I am testing on arduino, in order to see the difference of the memory usage between the recursive way and tail recursive way


// recursive way

int recsum(int x){
if(x==1)
return x;
else
return recsum(x-1) +x;
}

// tail recursive
int tailrecsum(int x, int total){
if(x==1)

return total;
else
return tailrecsum(x-1,total+x);
}

however


void setup() {                
Serial.begin(9600);
Serial.println( recsum(1000) );
Serial.println(freeRam());

}

recursion 1000 times outputs still 1858 bytes available


void setup() {                
Serial.begin(9600);
Serial.println( tailrecsum(1000, 0) );
Serial.println(freeRam());
}

tail recrusion 1000 times outputs also 1858 bytes available



The test shows the recursion and tail recursion way in arduino doesn't affect the memory usage, so I am very confused and about it and in doubt of my results.



Answer



In both cases, your setup() function is looking for a memory leak, but there is no memory leak. A recursive function will only increase stack usage as the recursion takes place. Eventually, the stack unwinds until the final return statement executes, leaving the stack as it was when the function was first called, so the free memory after the function call is the same as it was beforehand.


EDIT


At first I thought that your freeMem function checks the amount of memory statically allocated. Adam Davis has pointed-out that this is not the case.

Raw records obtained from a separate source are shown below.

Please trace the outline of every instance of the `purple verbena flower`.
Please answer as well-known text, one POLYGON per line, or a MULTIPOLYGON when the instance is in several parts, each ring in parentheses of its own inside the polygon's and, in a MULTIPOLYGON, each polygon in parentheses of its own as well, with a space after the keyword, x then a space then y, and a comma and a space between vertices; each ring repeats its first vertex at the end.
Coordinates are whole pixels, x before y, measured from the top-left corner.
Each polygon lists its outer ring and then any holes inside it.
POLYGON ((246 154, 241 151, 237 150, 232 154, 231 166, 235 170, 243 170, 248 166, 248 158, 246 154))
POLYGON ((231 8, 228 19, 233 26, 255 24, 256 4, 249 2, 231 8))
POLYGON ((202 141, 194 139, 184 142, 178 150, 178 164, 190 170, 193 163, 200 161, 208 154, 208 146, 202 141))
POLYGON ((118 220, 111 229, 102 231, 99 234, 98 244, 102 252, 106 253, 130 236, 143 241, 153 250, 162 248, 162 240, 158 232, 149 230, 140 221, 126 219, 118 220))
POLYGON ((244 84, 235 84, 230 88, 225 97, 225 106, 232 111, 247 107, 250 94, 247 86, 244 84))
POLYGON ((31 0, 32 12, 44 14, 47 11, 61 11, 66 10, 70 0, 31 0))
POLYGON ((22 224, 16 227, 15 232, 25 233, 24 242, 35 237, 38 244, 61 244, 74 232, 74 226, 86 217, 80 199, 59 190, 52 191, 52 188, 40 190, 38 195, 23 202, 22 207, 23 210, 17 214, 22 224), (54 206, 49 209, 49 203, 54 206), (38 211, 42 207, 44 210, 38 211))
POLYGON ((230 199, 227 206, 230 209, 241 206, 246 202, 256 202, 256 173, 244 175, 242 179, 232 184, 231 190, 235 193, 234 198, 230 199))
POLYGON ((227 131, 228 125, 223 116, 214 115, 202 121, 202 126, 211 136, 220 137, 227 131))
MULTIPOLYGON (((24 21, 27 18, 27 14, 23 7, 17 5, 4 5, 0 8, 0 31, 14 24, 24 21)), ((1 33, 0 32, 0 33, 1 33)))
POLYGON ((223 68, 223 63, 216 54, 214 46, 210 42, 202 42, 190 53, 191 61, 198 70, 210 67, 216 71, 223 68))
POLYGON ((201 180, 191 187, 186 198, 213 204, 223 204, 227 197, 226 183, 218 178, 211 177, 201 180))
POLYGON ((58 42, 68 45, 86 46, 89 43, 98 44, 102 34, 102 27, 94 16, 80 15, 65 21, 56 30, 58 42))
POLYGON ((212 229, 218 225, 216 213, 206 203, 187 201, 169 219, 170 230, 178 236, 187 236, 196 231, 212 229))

I don't know the Arduino or it's development environment, but the following pseudo-code might help. The general idea is to determine the stack usage just before it "unwinds" ...


int recsum(int x)
{
if(x==1)
{

//Pseudo-code line follows ...
//stack_used = (int)( &top_of_stack - stack_pointer );
return x;
}
return recsum(x-1) +x;
}

This assumes that the stack grows 'downwards', and you will have to look at your documentation to see how to reference the top-of-stack.. You can use your freeMem function but in either case you will have to subtract the stack usage before setup() is called.